Sunday, October 5, 2025 – Day 418
Sunday, October 5, 2025
Good morning all. One week to the Chicago Marathon!! 🏃♀️🏃♂️
Last Thursday I reached out to my medical team at the ALS clinic to get myself ready for race day. There will be crowds everywhere, and finding a restroom when I need it is going to be a challenge. I have what I call an excitable bladder—and when it signals it’s time to go, the countdown usually starts at “10, 9, 8…” before all systems are go. So I drop whatever I’m doing and make a beeline for the bathroom.
I’ve been taking a prescription to help with this issue, but it hasn’t done much. So I try to stay proactive—hydrating strategically and keeping travel plans in mind. Sunday will be a different beast altogether: we’ll be outside most of the day, following the race and cheering for all the runners. Restroom access? Let’s just say it’s not going to be convenient.
So, I asked my medical team for advice on managing things without any embarrassing moments. The options? Adult diapers, portable urinal, catheters, or something else.
The “something else” turned out to be increasing my medication dosage to tamp down the excitable bladder. I’d been on a very low dose—5 mg—but can safely go up to 30 mg per day. Plenty of room to experiment and hopefully fix the source of the problem instead of just treating the symptom. So, we bumped it to 10 mg that night, with the option to increase weekly if needed. I liked that approach… even if it means more pills to swallow.
Now for the “but” part.
Yesterday I was hooked up to my feeding tube for lunch, trying to stay on top of calories.
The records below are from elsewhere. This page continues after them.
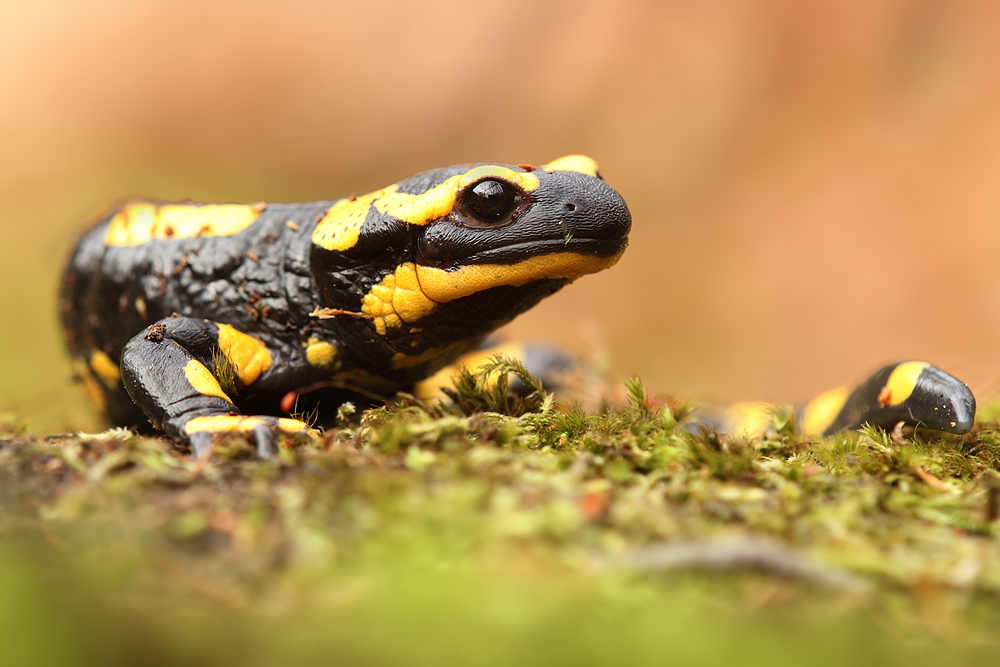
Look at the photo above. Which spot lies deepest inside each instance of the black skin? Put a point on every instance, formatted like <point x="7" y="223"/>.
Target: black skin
<point x="938" y="401"/>
<point x="270" y="279"/>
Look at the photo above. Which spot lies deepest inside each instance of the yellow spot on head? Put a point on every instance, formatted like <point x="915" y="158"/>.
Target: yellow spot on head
<point x="203" y="381"/>
<point x="443" y="286"/>
<point x="320" y="353"/>
<point x="821" y="412"/>
<point x="902" y="381"/>
<point x="248" y="354"/>
<point x="580" y="163"/>
<point x="397" y="298"/>
<point x="138" y="222"/>
<point x="105" y="369"/>
<point x="341" y="226"/>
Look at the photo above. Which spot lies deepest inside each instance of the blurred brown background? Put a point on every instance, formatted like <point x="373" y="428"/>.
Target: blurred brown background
<point x="812" y="183"/>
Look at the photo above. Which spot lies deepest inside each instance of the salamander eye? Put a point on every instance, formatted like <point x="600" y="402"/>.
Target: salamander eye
<point x="489" y="202"/>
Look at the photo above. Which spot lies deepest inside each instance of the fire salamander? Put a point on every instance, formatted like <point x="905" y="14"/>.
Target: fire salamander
<point x="210" y="319"/>
<point x="207" y="319"/>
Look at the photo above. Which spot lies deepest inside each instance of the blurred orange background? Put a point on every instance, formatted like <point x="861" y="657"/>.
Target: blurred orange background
<point x="812" y="183"/>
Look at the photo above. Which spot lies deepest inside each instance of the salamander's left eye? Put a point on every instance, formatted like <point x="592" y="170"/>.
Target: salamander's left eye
<point x="489" y="202"/>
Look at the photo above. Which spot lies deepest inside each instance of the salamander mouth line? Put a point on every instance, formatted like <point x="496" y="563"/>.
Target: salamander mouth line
<point x="584" y="247"/>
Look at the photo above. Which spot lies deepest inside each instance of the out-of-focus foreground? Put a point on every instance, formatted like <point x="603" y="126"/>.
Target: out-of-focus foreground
<point x="811" y="183"/>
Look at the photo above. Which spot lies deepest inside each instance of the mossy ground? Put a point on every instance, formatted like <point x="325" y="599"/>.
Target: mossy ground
<point x="439" y="534"/>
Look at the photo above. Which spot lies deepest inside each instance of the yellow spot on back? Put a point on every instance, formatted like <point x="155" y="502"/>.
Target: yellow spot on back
<point x="580" y="163"/>
<point x="105" y="369"/>
<point x="320" y="353"/>
<point x="249" y="355"/>
<point x="340" y="227"/>
<point x="820" y="412"/>
<point x="139" y="222"/>
<point x="203" y="381"/>
<point x="902" y="380"/>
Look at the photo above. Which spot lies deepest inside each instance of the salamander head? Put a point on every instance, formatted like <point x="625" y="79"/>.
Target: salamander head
<point x="438" y="260"/>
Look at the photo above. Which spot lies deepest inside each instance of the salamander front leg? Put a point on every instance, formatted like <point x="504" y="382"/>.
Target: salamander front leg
<point x="169" y="371"/>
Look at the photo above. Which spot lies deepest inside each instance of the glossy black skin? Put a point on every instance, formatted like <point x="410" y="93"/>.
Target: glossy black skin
<point x="266" y="280"/>
<point x="939" y="401"/>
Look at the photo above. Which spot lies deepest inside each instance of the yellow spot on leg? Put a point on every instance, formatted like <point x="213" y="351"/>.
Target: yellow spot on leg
<point x="203" y="381"/>
<point x="242" y="424"/>
<point x="249" y="355"/>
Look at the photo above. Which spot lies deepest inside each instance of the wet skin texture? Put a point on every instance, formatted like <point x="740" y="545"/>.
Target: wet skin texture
<point x="190" y="316"/>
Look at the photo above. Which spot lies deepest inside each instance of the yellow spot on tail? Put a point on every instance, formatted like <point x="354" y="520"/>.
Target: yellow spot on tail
<point x="341" y="226"/>
<point x="105" y="369"/>
<point x="444" y="286"/>
<point x="248" y="354"/>
<point x="320" y="353"/>
<point x="821" y="412"/>
<point x="137" y="223"/>
<point x="203" y="381"/>
<point x="580" y="163"/>
<point x="902" y="380"/>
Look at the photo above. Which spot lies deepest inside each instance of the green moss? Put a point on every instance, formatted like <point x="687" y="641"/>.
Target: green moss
<point x="528" y="533"/>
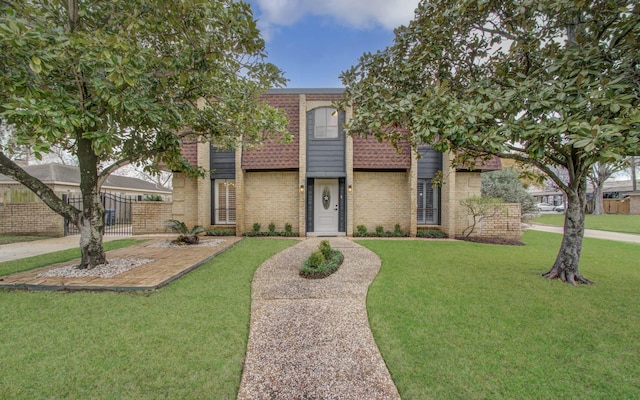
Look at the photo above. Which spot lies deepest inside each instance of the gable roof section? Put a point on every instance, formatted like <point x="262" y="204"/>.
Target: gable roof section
<point x="70" y="175"/>
<point x="370" y="154"/>
<point x="273" y="154"/>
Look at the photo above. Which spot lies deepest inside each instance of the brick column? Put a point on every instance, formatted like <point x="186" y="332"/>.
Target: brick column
<point x="413" y="193"/>
<point x="204" y="186"/>
<point x="302" y="166"/>
<point x="240" y="200"/>
<point x="349" y="180"/>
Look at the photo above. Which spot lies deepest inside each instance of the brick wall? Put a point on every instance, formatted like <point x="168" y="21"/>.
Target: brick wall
<point x="271" y="197"/>
<point x="381" y="198"/>
<point x="30" y="219"/>
<point x="185" y="199"/>
<point x="151" y="216"/>
<point x="506" y="222"/>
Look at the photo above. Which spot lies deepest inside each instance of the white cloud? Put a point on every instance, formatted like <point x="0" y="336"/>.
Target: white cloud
<point x="356" y="13"/>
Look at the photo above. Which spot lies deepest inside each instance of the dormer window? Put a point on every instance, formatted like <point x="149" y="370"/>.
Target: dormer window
<point x="325" y="123"/>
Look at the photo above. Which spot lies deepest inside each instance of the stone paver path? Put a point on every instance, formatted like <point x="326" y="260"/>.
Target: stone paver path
<point x="310" y="339"/>
<point x="169" y="264"/>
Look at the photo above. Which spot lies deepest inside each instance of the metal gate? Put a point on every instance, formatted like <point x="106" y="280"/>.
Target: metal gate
<point x="118" y="214"/>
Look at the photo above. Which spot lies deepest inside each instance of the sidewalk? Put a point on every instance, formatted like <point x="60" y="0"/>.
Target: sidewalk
<point x="166" y="265"/>
<point x="310" y="338"/>
<point x="15" y="251"/>
<point x="591" y="233"/>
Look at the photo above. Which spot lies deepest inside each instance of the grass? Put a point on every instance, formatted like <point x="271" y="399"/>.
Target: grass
<point x="460" y="320"/>
<point x="8" y="239"/>
<point x="607" y="222"/>
<point x="185" y="341"/>
<point x="26" y="264"/>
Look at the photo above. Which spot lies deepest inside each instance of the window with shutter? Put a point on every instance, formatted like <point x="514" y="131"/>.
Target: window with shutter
<point x="427" y="212"/>
<point x="225" y="201"/>
<point x="325" y="123"/>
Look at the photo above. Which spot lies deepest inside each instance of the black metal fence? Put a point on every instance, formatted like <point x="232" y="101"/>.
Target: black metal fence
<point x="118" y="214"/>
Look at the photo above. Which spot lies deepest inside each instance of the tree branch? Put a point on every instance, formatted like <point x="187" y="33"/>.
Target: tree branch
<point x="11" y="169"/>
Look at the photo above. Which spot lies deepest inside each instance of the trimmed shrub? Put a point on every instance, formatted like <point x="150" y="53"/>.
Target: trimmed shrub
<point x="221" y="232"/>
<point x="325" y="249"/>
<point x="316" y="259"/>
<point x="431" y="233"/>
<point x="361" y="231"/>
<point x="318" y="266"/>
<point x="288" y="229"/>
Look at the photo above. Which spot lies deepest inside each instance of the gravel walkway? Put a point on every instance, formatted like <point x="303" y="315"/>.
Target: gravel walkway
<point x="310" y="339"/>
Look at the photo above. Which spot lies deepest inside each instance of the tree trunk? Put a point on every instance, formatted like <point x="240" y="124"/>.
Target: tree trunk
<point x="91" y="222"/>
<point x="565" y="267"/>
<point x="598" y="208"/>
<point x="91" y="228"/>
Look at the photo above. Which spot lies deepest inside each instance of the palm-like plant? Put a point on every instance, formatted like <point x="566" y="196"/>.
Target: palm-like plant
<point x="186" y="235"/>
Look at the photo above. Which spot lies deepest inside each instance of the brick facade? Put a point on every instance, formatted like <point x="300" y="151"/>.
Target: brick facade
<point x="634" y="206"/>
<point x="30" y="219"/>
<point x="271" y="197"/>
<point x="381" y="198"/>
<point x="505" y="223"/>
<point x="271" y="181"/>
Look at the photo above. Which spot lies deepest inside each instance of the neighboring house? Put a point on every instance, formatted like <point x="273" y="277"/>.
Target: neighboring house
<point x="611" y="191"/>
<point x="126" y="211"/>
<point x="324" y="183"/>
<point x="65" y="182"/>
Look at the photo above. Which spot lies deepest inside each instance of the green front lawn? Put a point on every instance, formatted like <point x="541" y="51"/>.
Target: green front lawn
<point x="607" y="222"/>
<point x="25" y="264"/>
<point x="460" y="320"/>
<point x="185" y="341"/>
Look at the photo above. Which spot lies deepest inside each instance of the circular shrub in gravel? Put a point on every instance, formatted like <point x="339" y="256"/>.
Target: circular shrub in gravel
<point x="328" y="267"/>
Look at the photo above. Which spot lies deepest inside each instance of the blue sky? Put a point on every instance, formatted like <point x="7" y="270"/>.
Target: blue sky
<point x="313" y="41"/>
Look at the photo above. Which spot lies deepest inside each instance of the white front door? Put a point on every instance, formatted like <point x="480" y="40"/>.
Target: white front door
<point x="325" y="208"/>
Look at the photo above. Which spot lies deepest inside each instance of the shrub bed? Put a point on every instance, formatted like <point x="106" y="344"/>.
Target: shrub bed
<point x="321" y="263"/>
<point x="431" y="233"/>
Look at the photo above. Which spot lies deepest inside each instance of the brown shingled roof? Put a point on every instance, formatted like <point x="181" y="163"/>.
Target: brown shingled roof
<point x="492" y="164"/>
<point x="273" y="154"/>
<point x="368" y="153"/>
<point x="189" y="150"/>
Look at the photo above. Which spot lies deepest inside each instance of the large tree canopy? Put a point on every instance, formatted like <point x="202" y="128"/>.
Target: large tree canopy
<point x="552" y="83"/>
<point x="124" y="81"/>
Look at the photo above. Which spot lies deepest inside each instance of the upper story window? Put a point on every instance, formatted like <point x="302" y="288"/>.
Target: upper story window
<point x="325" y="123"/>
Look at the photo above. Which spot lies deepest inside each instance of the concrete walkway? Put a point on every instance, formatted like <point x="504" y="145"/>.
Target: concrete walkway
<point x="310" y="339"/>
<point x="591" y="233"/>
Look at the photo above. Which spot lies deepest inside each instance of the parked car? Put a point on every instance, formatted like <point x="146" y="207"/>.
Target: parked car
<point x="544" y="207"/>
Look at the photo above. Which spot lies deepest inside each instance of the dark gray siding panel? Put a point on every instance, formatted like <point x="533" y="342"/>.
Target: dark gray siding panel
<point x="310" y="205"/>
<point x="222" y="164"/>
<point x="430" y="163"/>
<point x="325" y="157"/>
<point x="342" y="210"/>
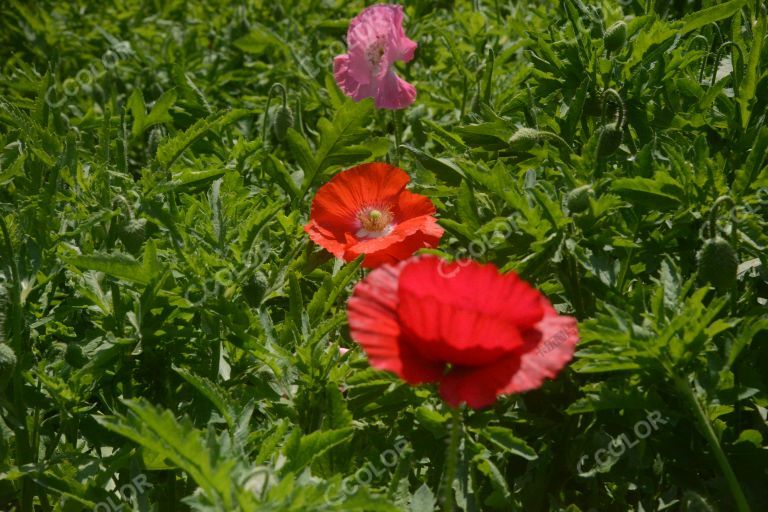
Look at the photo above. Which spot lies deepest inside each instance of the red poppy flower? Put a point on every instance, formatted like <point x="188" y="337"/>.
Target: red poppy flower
<point x="367" y="210"/>
<point x="477" y="333"/>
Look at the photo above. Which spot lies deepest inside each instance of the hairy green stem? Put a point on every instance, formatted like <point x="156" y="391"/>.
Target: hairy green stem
<point x="451" y="460"/>
<point x="21" y="434"/>
<point x="396" y="119"/>
<point x="709" y="433"/>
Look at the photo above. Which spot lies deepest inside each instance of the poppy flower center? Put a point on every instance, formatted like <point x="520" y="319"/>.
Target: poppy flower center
<point x="375" y="222"/>
<point x="375" y="52"/>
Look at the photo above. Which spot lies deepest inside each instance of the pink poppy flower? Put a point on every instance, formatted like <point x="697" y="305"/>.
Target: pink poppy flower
<point x="376" y="40"/>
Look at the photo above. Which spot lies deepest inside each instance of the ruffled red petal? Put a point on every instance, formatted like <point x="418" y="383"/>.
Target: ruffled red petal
<point x="407" y="238"/>
<point x="373" y="324"/>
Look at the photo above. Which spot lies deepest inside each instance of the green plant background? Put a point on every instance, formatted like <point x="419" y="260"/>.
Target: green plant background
<point x="171" y="320"/>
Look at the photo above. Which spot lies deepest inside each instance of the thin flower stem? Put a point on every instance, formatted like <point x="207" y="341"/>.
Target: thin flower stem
<point x="451" y="460"/>
<point x="396" y="119"/>
<point x="709" y="433"/>
<point x="24" y="452"/>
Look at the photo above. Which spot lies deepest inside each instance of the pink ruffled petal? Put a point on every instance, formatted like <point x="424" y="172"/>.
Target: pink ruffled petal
<point x="376" y="40"/>
<point x="351" y="86"/>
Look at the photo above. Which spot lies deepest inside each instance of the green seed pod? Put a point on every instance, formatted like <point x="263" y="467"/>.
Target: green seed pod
<point x="524" y="139"/>
<point x="155" y="136"/>
<point x="615" y="37"/>
<point x="7" y="361"/>
<point x="133" y="234"/>
<point x="284" y="119"/>
<point x="718" y="264"/>
<point x="74" y="356"/>
<point x="610" y="139"/>
<point x="577" y="199"/>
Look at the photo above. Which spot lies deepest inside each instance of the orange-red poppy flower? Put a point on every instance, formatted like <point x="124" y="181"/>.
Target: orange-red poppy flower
<point x="475" y="332"/>
<point x="366" y="210"/>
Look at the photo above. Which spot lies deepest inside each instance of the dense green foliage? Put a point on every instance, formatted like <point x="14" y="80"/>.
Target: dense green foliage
<point x="173" y="336"/>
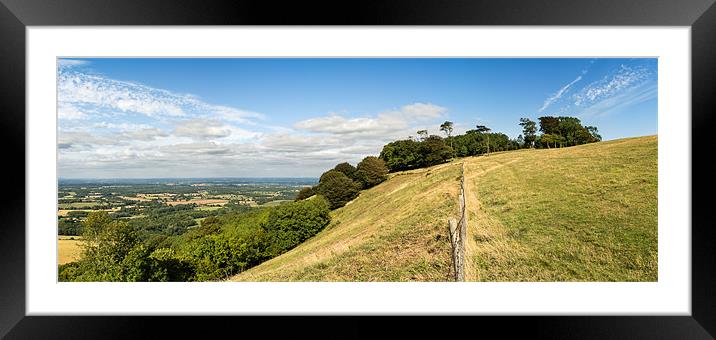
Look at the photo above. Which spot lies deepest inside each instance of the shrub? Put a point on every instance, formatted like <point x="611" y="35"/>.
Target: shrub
<point x="290" y="224"/>
<point x="305" y="193"/>
<point x="347" y="169"/>
<point x="337" y="188"/>
<point x="371" y="171"/>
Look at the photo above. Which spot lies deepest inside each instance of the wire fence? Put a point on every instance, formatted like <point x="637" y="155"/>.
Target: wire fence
<point x="458" y="229"/>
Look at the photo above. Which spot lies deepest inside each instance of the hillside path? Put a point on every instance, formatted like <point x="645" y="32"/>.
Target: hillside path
<point x="474" y="169"/>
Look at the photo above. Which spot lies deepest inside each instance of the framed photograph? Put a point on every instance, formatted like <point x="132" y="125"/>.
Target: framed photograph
<point x="430" y="160"/>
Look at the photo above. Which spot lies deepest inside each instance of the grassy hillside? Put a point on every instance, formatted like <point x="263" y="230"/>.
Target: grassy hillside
<point x="585" y="213"/>
<point x="396" y="231"/>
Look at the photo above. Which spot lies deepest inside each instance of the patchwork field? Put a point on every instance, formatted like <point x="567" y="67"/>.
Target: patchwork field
<point x="583" y="213"/>
<point x="396" y="231"/>
<point x="69" y="249"/>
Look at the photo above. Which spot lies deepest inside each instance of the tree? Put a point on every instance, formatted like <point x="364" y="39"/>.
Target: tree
<point x="447" y="128"/>
<point x="371" y="171"/>
<point x="594" y="132"/>
<point x="485" y="130"/>
<point x="422" y="134"/>
<point x="549" y="125"/>
<point x="433" y="150"/>
<point x="304" y="193"/>
<point x="337" y="188"/>
<point x="290" y="224"/>
<point x="529" y="130"/>
<point x="347" y="169"/>
<point x="401" y="155"/>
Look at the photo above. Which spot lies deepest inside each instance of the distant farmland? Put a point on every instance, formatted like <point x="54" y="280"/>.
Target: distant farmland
<point x="583" y="213"/>
<point x="69" y="249"/>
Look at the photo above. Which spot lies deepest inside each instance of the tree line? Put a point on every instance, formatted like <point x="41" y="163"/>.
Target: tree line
<point x="115" y="250"/>
<point x="427" y="150"/>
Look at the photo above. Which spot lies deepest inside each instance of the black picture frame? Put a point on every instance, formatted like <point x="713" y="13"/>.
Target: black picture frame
<point x="16" y="15"/>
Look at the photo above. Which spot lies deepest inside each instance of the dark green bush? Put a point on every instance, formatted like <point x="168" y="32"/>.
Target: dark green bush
<point x="290" y="224"/>
<point x="371" y="171"/>
<point x="337" y="188"/>
<point x="305" y="193"/>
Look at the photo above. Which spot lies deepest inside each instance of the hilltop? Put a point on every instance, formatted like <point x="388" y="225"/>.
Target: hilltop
<point x="583" y="213"/>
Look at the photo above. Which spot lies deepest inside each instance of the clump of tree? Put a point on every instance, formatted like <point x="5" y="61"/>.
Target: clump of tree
<point x="223" y="246"/>
<point x="565" y="131"/>
<point x="480" y="141"/>
<point x="371" y="171"/>
<point x="337" y="188"/>
<point x="305" y="193"/>
<point x="348" y="170"/>
<point x="411" y="154"/>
Halfway through, just as I filled the syringe with formula, I got the dreaded bat signal from my bladder. And there I was—stuck—watching the syringe drip ever so slowly, like waiting for water to boil.
By the time the syringe emptied, I was in full panic mode. I grabbed my walker and hustled to the bathroom (that part is not easy or quick) but just as I got there and tried to get situated… the dam broke. I couldn’t stop it.
At that point, I knew a shower and change of clothes were in order. I did what I could to contain the mess while Cindy, as always, handled the cleanup with her trademark patience and grace. By the time I got back to finish the feeding, I was exhausted, disappointed, embarrassed, and frustrated—all the emotions that come with another step down this shitty ALS path.
I’m still hopeful the new dosage will help, though it may take a couple of weeks. In the meantime, I’ve got the diapers as backup and will look into catheter options too. And I’ll keep tabs on my hydration so I can try to avoid these situations.
This isn’t the kind of story I want to share, but if I’m going to write about this journey truthfully, it has to include the good, the bad, and the ugly. Otherwise, what’s the point?
It’s a new day, and I’m determined to make the best of it. Now instead of trying to avoid falling everyday, I’ll add trying not to spring a leak in as well.
Have a great Sunday. Love you guys! ❤️
Today’s photo is of Phil and Karen in the Sun City wood shop supporting Andy’s Army.
And Nikki and her Mom at the Chicago Marathon…around 1998 give or take. Thanks to Brian for sharing.